First, consider the memory taken by integers. You said that the range will be around 0-4000000. 24 bits is enough to represent 16777216 different values. If this is acceptable, you can use byte arrays for integers, with 3 bytes per integer and save 25%. You will need to index into an array something like this:
int getPackedInt(byte[] array, int index) { int i = index*3; return ((array[i] & 0xFF)<<16) + ((array[i+1] & 0xFF) <<8) + (array[i+2] & 0xFF); } int storePackedInt(byte[] array, int index, int value) { assert value >= 0 && value <= 0xFFFFFF; int i = index*3; array[i] = (byte)((value>>16) & 0xFF); array[i+1] = (byte)((value>>8) & 0xFF); array[i+2] = (byte)(value & 0xFF); }
Can you say something about the distribution of integers? If many of them will fit in 16 bits, you can use encoding with a variable number of bytes per number (something like UTF-8 to represent characters).

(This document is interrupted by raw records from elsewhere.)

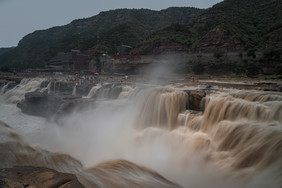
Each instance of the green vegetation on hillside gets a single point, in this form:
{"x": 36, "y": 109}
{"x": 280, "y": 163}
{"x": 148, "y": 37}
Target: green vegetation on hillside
{"x": 109, "y": 29}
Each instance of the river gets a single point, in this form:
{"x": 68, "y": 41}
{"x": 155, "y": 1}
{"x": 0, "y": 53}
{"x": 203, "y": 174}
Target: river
{"x": 148, "y": 138}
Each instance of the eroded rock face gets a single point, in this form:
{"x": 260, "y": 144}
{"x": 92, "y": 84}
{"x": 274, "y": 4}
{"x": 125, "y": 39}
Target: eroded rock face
{"x": 28, "y": 176}
{"x": 40, "y": 104}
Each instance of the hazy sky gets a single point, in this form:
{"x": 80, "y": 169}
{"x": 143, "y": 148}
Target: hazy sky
{"x": 21, "y": 17}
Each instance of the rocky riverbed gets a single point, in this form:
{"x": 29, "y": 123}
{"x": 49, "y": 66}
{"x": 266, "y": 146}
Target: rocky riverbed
{"x": 59, "y": 95}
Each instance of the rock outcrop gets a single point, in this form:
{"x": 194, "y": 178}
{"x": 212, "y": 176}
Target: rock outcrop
{"x": 218, "y": 40}
{"x": 28, "y": 176}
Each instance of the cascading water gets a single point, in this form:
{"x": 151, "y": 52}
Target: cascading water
{"x": 147, "y": 131}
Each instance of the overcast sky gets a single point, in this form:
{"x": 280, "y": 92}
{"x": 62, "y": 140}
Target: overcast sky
{"x": 21, "y": 17}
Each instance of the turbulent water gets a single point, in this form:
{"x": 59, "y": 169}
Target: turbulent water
{"x": 147, "y": 138}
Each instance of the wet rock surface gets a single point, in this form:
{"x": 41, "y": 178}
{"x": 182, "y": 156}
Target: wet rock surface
{"x": 195, "y": 100}
{"x": 28, "y": 176}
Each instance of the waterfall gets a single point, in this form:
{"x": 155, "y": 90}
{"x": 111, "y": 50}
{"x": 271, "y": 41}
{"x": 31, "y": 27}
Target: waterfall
{"x": 47, "y": 88}
{"x": 161, "y": 107}
{"x": 93, "y": 91}
{"x": 3, "y": 89}
{"x": 150, "y": 139}
{"x": 74, "y": 90}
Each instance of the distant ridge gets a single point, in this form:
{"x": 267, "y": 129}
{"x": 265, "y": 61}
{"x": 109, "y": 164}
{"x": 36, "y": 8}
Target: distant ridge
{"x": 104, "y": 32}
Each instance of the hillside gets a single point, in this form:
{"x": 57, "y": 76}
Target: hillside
{"x": 105, "y": 31}
{"x": 255, "y": 24}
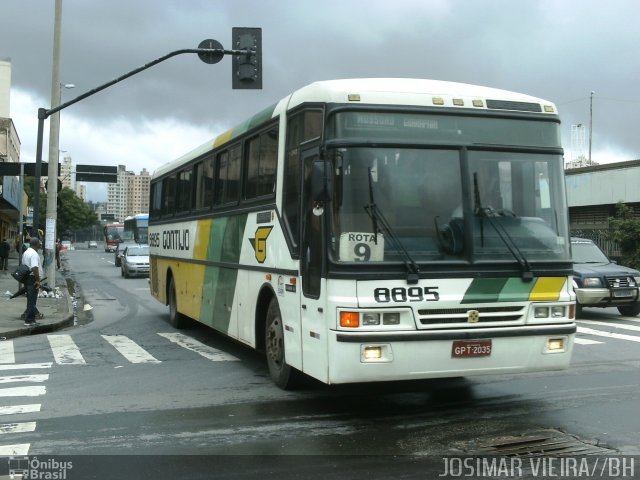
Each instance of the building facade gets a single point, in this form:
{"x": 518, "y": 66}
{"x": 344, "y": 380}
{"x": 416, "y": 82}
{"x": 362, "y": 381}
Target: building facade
{"x": 12, "y": 197}
{"x": 130, "y": 195}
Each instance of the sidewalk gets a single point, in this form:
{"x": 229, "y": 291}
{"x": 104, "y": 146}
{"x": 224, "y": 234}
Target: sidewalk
{"x": 58, "y": 312}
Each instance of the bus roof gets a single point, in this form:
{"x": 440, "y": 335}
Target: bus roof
{"x": 381, "y": 91}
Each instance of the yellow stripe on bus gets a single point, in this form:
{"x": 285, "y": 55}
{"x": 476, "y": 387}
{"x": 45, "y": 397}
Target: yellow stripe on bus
{"x": 223, "y": 138}
{"x": 203, "y": 231}
{"x": 547, "y": 289}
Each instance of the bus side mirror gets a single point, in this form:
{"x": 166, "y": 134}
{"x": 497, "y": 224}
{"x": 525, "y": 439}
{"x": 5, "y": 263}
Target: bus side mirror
{"x": 321, "y": 181}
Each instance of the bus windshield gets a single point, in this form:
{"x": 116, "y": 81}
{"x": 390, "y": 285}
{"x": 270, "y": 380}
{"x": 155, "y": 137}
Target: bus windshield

Next, consider whether it is possible to save memory in Strings. What are the characteristics of the strings? How long will they usually be? Will many lines split prefixes? A compression scheme adapted to the characteristics of your application can save a lot of space (as falsarella pointed out). OR, if many strings will use prefixes, storing them in some type of search may be more efficient. (There is a trie type called "patricia" that might be suitable for this application.) As a bonus, note that searching for strings in trie may be faster than searching for a hash map (although you will need to check to see if this is true in your application).
Will all the lines be ASCII? If so, 50% of the memory used for strings will be wasted, since Java char
is 16 bits. Again, in this case, you might consider using byte arrays.
If you only need to look at the lines and not iterate over the stored lines, you can also consider something quite unconventional: hash the lines and save only the hash. Since different lines can hash to the same value, it is likely that a line that has never been saved can still be found by searching. But if you use enough bits for a hash value (and a good hash function), you can make this probability so infinitely small that it will almost certainly never happen in the life expectancy of the universe.
Finally, there is memory for the structure itself, which contains strings and integers. I already suggested using trie, but if you decide not to do this, nothing will use less memory than parallel arrays - one sorted array of strings (to which you, as you said, can perform a binary search) and a parallel array of integer arrays. After you do a binary search to find the index in the String array, you can use the same index to access the array-of-integer array.
While you are building the structure, if you decide that trie search is a good choice, I would just use it directly. Otherwise, you could do 2 passes: one to create a set of strings (then put them in an array and sort them), and the second to add arrays of integers.